Urgences : Agnès Buzyn annonce une concertation et lâche du lest
Paris, le jeudi 6 juin 2019 - Après un temps d’hésitation,
Agnès Buzyn s’est finalement rendue, ce matin, au Congrès des
urgentistes qui se tient à Paris alors qu’on dénombre désormais 83
services en grève dans toute la France.
Énième concertation ou vrai sursaut ?
Face à un auditoire loin de lui être acquis, elle a reconnu la
« détresse » des personnels des urgences dont le «
quotidien est devenu insupportable », des difficultés
qu’elle dit ne pas regarder « avec une distance froide de
gestionnaire ».
Outre ces marques de bienveillance, le ministre a annoncé le
lancement d’une mission nationale chargée d’élaborer une «
stratégie d’ensemble » dont l’objectif sera d’adapter «
nos urgences aux nouveaux besoins de santé ». Elle a aussi
promis de recommander aux agences régionales de santé (ARS)
d’apporter « plus directement et plus spontanément » leur
soutien financier aux hôpitaux « qui font face à un surcroît
d’activité et à des afflux exceptionnels ».
Par ailleurs, sans aller jusqu’à concéder les 300 euros
d’augmentation nette demandés par les grévistes, elle a annoncé sa
décision de relever la « prime sécurité » (97,69 € bruts
actuellement) « partout où cela est justifié ».

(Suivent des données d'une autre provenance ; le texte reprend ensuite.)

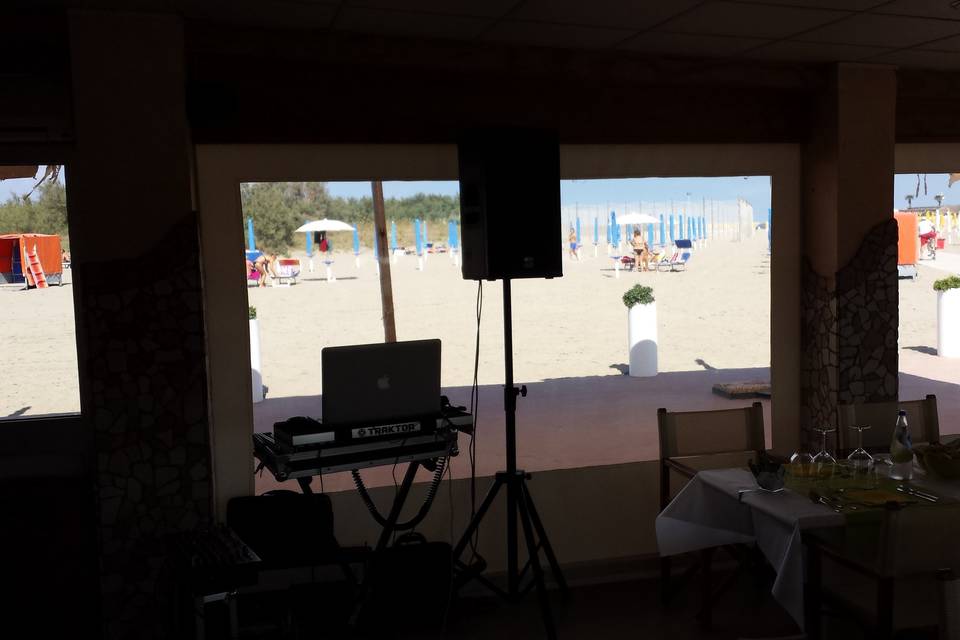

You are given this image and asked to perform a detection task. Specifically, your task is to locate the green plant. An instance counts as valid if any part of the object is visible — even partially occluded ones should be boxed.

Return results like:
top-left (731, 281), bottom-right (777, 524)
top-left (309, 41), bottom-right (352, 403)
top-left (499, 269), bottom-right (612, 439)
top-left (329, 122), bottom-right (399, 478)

top-left (933, 276), bottom-right (960, 291)
top-left (623, 284), bottom-right (653, 309)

Ces promesses ont déjà été raillées par l’urgentiste et
représentant syndical Christophe Prud’homme (CGT et Association des
médecins urgentistes de France) : « une nouvelle commission pour
réfléchir, il n’y en a pas besoin, on en a assez des enquêtes
».
La perspective de ces discussions ravira sans doute davantage
l’Ordre des médecins qui appelait, hier, à « une concertation
d’urgence impliquant tous les acteurs ».
Comme un air de mutinerie
Sans doute l’action coup de poing de lundi à l’hôpital
Lariboisière n’est-elle pas étrangère à ces avancées.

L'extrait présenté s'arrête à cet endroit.